Publicado: julio 27, 2025, 7:00 am

Son los últimos días de febrero y llueve a cántaros. El aguacero anima a un pescador de 53 años a decir, guarecido bajo un frondoso árbol a escasos metros del río Orinoco, que las cabañuelas un método ancestral para predecir el clima del año, extendido por la América hispana se están cumpliendo.
Por Armando Info | Amazon Underworld
El hombre prefirió no salir a pescar hoy en el enorme río Orinoco, el más caudaloso de Venezuela y el tercero del mundo. La lluvia mantiene en sus casas a los poco más de 1.500 habitantes del pequeño poblado de Santa Catalina, estado Delta Amacuro, que se levanta a orillas del brazo más grande del dédalo fluvial por el que el llamado río padre fluye hacia el océano Atlántico. El hombre no quiere que cese la lluvia. No por el bien que esta puede hacer a las tierras endurecidas por la sequía o al ganado disperso en la isla Tórtola, vecina a la comunidad, sino porque —piensa— quizás el chaparrón, a veces llovizna, “disipe las malas energías” y calme un poco el ahora convulso lugar. Las malas energías no siempre predominaron en la comarca.
En 1897, James E. York, gerente de la empresa de origen estadounidense, Orinoco Iron Company, luego de un viaje a Santa Catalina, reportó que nunca había visto depósitos de hierro de tan alto grado como los del lugar, “ni siquiera en la cordillera de Mesaba en Minnesota”, según relata Luis Ugalde, teólogo y filósofo jesuita, ex rector de la Universidad Católica Andrés Bello (UCAB), en sus estudios sobre los proyectos de colonización en los siglos XVIII y XIX de la Guayana venezolana, región selvática del país al sur del Orinoco.

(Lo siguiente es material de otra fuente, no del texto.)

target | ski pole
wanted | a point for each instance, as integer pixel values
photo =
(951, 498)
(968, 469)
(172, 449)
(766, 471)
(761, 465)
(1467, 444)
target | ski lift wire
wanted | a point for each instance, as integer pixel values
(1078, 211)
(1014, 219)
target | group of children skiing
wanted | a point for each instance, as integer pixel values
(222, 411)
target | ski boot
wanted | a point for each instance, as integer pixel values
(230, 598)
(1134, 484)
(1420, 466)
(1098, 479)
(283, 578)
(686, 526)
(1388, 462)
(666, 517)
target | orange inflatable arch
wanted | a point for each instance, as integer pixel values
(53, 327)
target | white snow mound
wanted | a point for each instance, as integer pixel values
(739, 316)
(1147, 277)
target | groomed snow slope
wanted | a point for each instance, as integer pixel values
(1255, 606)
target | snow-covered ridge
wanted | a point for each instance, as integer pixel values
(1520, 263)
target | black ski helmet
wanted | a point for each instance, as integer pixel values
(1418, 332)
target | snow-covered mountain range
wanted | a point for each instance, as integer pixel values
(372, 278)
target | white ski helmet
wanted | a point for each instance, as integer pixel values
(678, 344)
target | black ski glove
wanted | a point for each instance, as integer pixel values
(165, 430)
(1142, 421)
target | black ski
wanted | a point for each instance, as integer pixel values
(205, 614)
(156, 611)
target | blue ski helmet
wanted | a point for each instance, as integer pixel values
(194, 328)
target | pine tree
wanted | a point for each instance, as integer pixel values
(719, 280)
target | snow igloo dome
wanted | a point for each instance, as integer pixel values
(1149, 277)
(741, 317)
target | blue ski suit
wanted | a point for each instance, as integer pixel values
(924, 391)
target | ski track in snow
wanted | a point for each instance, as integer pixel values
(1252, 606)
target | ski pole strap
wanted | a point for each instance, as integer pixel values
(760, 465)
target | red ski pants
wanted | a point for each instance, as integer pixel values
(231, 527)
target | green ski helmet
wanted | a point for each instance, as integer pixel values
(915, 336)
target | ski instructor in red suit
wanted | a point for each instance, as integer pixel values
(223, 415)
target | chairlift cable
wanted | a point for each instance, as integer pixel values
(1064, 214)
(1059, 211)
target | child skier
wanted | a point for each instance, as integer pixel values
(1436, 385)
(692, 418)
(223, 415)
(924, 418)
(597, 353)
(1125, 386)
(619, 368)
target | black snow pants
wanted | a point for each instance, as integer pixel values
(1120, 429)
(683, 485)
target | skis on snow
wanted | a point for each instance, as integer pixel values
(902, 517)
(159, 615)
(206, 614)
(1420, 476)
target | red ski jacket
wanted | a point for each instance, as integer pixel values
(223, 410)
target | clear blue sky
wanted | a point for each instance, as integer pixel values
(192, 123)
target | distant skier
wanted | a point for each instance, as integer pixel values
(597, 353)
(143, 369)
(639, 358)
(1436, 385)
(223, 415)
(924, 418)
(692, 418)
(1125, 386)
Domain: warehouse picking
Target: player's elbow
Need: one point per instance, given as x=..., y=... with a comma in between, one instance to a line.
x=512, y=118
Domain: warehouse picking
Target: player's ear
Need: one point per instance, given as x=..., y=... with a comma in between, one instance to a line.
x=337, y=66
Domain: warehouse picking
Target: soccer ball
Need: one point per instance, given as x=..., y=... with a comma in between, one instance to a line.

“La cualidad del mineral es muy superior al de España y África con los que entrará en competencia”, se entusiasmaba York en un artículo de ese año en el Venezuelan Herald, un diario de fines del s. XIX. Se avizoraba, en la misma pieza periodística citada por Ugalde, un “futuro color de rosa” y “una prosperidad hasta ahora desconocida en el Territorio Delta”, una región agreste y casi inexpugnable, cruzada por decenas de caños. En línea con los pronósticos de York, el lugar de Santa Catalina, un poblado misional fundado en el s. XVIII, fue designado como el corazón de la nueva explotación, donde la compañía construiría su sede y un hotel de dos pisos y dos alas, que sumaban 23 habitaciones.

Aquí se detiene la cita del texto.